I'm a huge GM fan. They have showed brillance beyond compare and yet have made some of the dumbest decisions in automobile history.

And they have been hugely successful in so many ways...like being number one a lot of years.

Many stunning, many dreadful cars and a slew of marketing schemes later, there has been but one shining star in their orbit.

Corvette.

Clear visionary, purposeful, consistant, ever improving Corvette. Some close calls for sure and a couple of iffy years, but they stuck with the plan.

Now, I say, take the Corvette team and put them in charge of GM and change the name of General Motors Corporation to Corvette Corporation. Because no matter what GM does, they could make the best cars in the world, but the old baggage may take too long to unload. It may be too late.

Use the current Corvette emblem slightly reworked.

Then see a renewed car company.

Posted

Implementation would make or break an idea like this. Replace the top mgmt with 'vette folks, and engrained middle management folks might still crap things up, resulting in the whole endeavor being lipstick on a pig. I'm not against the basic idea, but implementation would certainly make or break it. :)

Posted (edited)

I hear you and you may be right.

But if this great company is to survive in the new realities, maybe something radical needs to be done.

I'd rather it existed in a new form then not at all.

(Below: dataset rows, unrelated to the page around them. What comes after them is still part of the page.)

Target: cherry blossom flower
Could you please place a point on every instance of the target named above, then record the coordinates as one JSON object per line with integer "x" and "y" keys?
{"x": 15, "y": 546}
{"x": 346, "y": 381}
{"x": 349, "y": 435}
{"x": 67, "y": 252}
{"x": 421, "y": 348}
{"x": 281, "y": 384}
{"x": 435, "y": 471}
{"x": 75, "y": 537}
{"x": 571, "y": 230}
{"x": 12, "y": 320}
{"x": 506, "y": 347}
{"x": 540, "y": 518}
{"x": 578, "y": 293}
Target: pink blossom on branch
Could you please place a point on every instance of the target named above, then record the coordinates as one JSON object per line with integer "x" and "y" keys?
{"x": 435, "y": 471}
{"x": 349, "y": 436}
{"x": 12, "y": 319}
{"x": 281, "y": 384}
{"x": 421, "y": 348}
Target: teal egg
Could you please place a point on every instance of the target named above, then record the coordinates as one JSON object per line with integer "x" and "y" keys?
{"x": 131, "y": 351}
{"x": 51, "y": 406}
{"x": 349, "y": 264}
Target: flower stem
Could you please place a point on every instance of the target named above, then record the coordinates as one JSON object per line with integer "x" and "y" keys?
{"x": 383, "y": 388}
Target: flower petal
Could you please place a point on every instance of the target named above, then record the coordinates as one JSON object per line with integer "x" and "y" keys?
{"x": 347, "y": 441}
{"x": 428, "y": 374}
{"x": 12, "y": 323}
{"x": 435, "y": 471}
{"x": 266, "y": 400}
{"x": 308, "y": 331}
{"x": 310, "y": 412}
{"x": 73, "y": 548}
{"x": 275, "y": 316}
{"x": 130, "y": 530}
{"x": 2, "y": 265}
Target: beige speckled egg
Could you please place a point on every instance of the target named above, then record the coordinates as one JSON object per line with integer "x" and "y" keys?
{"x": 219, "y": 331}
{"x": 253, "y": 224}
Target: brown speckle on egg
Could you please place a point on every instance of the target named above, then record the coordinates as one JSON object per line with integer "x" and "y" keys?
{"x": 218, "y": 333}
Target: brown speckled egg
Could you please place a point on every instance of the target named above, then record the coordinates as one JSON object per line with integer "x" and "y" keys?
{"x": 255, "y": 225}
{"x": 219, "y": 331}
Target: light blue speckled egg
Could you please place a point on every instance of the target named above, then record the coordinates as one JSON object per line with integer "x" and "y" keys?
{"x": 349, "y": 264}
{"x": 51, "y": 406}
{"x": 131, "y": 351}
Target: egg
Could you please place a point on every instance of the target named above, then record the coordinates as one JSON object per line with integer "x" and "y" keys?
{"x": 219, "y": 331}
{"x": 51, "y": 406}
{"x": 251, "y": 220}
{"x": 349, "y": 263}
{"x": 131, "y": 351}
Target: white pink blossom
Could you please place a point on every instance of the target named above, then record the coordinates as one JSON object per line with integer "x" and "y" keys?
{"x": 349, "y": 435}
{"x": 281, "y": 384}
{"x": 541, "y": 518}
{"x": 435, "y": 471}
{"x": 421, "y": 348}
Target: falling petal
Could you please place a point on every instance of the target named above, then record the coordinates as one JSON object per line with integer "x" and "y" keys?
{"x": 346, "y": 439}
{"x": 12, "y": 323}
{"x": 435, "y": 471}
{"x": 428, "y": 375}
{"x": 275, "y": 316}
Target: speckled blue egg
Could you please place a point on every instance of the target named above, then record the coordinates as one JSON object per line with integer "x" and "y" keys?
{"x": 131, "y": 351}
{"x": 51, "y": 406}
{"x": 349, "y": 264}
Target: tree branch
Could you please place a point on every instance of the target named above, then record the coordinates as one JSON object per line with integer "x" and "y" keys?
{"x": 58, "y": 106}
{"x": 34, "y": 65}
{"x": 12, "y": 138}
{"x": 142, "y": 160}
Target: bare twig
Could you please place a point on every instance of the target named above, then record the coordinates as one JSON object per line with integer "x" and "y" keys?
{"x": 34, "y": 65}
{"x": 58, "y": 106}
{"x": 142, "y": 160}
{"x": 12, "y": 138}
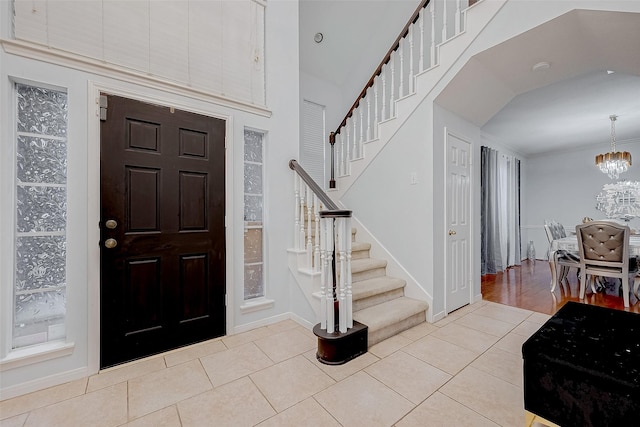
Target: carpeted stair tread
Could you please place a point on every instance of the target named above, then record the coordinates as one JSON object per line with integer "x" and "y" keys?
{"x": 364, "y": 264}
{"x": 390, "y": 312}
{"x": 369, "y": 287}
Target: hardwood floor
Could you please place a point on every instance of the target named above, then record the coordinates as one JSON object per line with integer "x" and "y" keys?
{"x": 527, "y": 287}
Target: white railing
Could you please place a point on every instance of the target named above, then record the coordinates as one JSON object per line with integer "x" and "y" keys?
{"x": 413, "y": 53}
{"x": 325, "y": 237}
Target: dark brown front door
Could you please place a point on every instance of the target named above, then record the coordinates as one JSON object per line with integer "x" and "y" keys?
{"x": 162, "y": 225}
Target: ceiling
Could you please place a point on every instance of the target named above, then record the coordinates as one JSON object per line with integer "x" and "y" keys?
{"x": 563, "y": 107}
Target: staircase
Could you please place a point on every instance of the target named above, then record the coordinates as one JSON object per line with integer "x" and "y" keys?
{"x": 378, "y": 299}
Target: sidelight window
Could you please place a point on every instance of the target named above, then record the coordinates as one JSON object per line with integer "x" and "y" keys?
{"x": 253, "y": 215}
{"x": 40, "y": 216}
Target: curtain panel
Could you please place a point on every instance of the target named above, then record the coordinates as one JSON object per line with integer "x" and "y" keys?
{"x": 500, "y": 211}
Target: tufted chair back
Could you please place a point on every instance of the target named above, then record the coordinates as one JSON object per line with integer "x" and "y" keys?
{"x": 603, "y": 241}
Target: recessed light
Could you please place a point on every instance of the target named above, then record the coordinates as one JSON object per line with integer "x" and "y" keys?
{"x": 541, "y": 66}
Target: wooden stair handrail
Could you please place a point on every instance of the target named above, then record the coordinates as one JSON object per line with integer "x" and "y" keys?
{"x": 386, "y": 59}
{"x": 328, "y": 203}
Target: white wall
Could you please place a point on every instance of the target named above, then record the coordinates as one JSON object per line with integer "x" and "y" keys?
{"x": 82, "y": 82}
{"x": 563, "y": 185}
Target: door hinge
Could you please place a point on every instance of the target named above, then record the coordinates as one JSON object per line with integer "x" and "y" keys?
{"x": 103, "y": 107}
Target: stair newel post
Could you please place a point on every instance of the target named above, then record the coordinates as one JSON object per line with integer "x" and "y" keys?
{"x": 316, "y": 240}
{"x": 296, "y": 187}
{"x": 332, "y": 141}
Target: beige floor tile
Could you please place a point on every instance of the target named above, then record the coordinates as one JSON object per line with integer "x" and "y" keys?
{"x": 410, "y": 377}
{"x": 419, "y": 331}
{"x": 193, "y": 352}
{"x": 229, "y": 365}
{"x": 290, "y": 382}
{"x": 105, "y": 407}
{"x": 526, "y": 328}
{"x": 389, "y": 346}
{"x": 496, "y": 399}
{"x": 285, "y": 345}
{"x": 120, "y": 374}
{"x": 501, "y": 364}
{"x": 505, "y": 313}
{"x": 159, "y": 389}
{"x": 307, "y": 413}
{"x": 465, "y": 337}
{"x": 340, "y": 372}
{"x": 28, "y": 402}
{"x": 485, "y": 324}
{"x": 440, "y": 411}
{"x": 17, "y": 421}
{"x": 167, "y": 417}
{"x": 445, "y": 356}
{"x": 361, "y": 400}
{"x": 235, "y": 404}
{"x": 539, "y": 318}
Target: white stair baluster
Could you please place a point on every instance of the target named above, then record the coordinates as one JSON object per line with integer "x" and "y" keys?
{"x": 433, "y": 33}
{"x": 316, "y": 238}
{"x": 342, "y": 254}
{"x": 376, "y": 83}
{"x": 347, "y": 275}
{"x": 421, "y": 60}
{"x": 392, "y": 104}
{"x": 458, "y": 17}
{"x": 401, "y": 59}
{"x": 384, "y": 93}
{"x": 309, "y": 228}
{"x": 444, "y": 21}
{"x": 329, "y": 292}
{"x": 296, "y": 227}
{"x": 411, "y": 72}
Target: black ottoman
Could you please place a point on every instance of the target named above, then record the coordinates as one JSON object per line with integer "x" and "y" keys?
{"x": 582, "y": 367}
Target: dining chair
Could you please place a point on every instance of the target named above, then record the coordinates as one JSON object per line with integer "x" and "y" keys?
{"x": 604, "y": 251}
{"x": 563, "y": 259}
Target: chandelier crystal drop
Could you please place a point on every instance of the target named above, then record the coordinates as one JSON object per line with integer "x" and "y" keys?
{"x": 614, "y": 162}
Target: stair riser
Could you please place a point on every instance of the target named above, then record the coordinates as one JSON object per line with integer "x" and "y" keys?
{"x": 394, "y": 329}
{"x": 361, "y": 304}
{"x": 368, "y": 274}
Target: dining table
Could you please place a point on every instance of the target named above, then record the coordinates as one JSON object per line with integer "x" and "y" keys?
{"x": 570, "y": 243}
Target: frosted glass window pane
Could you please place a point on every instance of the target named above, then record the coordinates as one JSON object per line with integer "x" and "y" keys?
{"x": 253, "y": 245}
{"x": 42, "y": 160}
{"x": 41, "y": 209}
{"x": 40, "y": 262}
{"x": 42, "y": 111}
{"x": 253, "y": 282}
{"x": 253, "y": 209}
{"x": 252, "y": 146}
{"x": 252, "y": 178}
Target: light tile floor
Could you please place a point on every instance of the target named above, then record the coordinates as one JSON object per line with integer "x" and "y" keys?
{"x": 465, "y": 370}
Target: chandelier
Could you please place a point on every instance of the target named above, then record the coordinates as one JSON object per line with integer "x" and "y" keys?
{"x": 620, "y": 200}
{"x": 614, "y": 162}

Look, I know this will never happen, but it wouldn't hurt GM to look at Corvette and apply some of this philosphy and management to GM as a whole.

Edited by HarleyEarl
Posted (edited)

I like the idea to a degree but the execution is not 100%

realistic & might be more damaging than helpful.

I mean to put it in perspective this would be like Toyota

turning themselves into the Celica-Supra corporation or

if the Germans decided it was now Porsche A.G. instead

of VW/Audi/Porsche group.

You going to be more likely to buy a Camry if it's made

by Supra Motors? Are you going to be more apt to go test

drive a FWD, triptronic Jetta if it's made by Porsche Inc.?

Edited by Sixty8panther
Posted

I see where you are going with this, but the Corvette name and the Porsche are iconic brands.

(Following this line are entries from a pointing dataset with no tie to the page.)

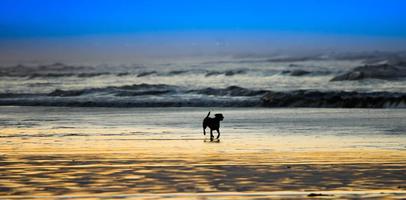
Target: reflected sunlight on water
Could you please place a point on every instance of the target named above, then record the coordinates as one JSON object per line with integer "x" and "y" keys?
{"x": 162, "y": 152}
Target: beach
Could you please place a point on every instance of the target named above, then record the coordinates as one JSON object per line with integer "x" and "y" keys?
{"x": 155, "y": 153}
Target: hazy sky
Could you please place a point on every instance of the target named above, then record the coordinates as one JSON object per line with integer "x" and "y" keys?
{"x": 31, "y": 29}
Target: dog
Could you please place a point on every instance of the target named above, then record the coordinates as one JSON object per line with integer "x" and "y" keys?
{"x": 213, "y": 124}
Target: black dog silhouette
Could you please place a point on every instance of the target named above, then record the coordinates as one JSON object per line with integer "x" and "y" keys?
{"x": 213, "y": 124}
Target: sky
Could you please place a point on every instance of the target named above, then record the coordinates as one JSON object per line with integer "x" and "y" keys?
{"x": 31, "y": 27}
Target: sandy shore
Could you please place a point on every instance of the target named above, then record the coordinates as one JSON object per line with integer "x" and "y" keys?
{"x": 55, "y": 161}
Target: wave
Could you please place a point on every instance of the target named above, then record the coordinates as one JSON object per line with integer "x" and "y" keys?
{"x": 162, "y": 95}
{"x": 334, "y": 99}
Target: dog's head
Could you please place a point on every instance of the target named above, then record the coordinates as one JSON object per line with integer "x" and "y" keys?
{"x": 219, "y": 116}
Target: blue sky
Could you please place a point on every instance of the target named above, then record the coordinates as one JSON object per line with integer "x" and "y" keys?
{"x": 58, "y": 18}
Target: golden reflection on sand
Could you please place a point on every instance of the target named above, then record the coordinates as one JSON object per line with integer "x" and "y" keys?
{"x": 100, "y": 162}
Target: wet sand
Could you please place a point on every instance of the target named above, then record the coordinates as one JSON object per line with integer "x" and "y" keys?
{"x": 55, "y": 161}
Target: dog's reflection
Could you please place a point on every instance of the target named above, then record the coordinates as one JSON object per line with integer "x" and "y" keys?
{"x": 212, "y": 140}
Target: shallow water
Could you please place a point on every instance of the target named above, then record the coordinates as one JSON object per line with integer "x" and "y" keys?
{"x": 139, "y": 152}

Now 68, I'm just ever so slightly surprised that you equate Celica/Supra brands with Corvette or Porsche.

Not even close and I'm sure you didn't intend to present them that way :)

Anyways, I was using the Corvette thing as an example of clear branding and continual improvement of a model year after year.

GM could learn much from within their own corporation.

Posted
Anyways, I was using the Corvette thing as an example of clear branding and continual improvement of a model year after year.

I agree 100% that this is what GM needs.

Posted

Oh agreed... it was a bad example, but it DOES to a degree illustrate my point.

I'm all for your enthusiasm and unique approach. Just not in love with the idea just yet.

Posted (edited)

The Corvette -more than any other model in GM history- has had some agonizingly long product cycles. '68 to 82, anyone? That's almost half the time BMW has been reshuffling the same nose on it's cars. Everyone here sems to be leaning toward bi-annual model re-do's.

But I know what you're angling at, HE - steady refinement, class leading, all that the Corvette has always... ususally always displayed.

Edited by balthazar
Posted

cross-fire *cough cough*

Posted

A guy at the Worcester Summer Nats. who had a MINT

cross-fireball-less '82 Vette told me that with a little

tunning the crossfire will develop 400+ horsepower. It

was, according to him, sabotaged mid-development

so that it would not steal the comming ZR-1's thunder.

(I doubt the ZR-1 existed even in someone's imagination in the late 1970s)

He was DEAD serious and got agitated when I giggled

at his claim that cross-fire was one of the best GM

designed high-performance developments in history.

Posted
so, we'll add another BRAND but you suggest we need to cut pontiac and buick etc.

You misunderstand - he's not adding a Corvette brand, he's replacing management of GM with Corvette management, and renaming GM.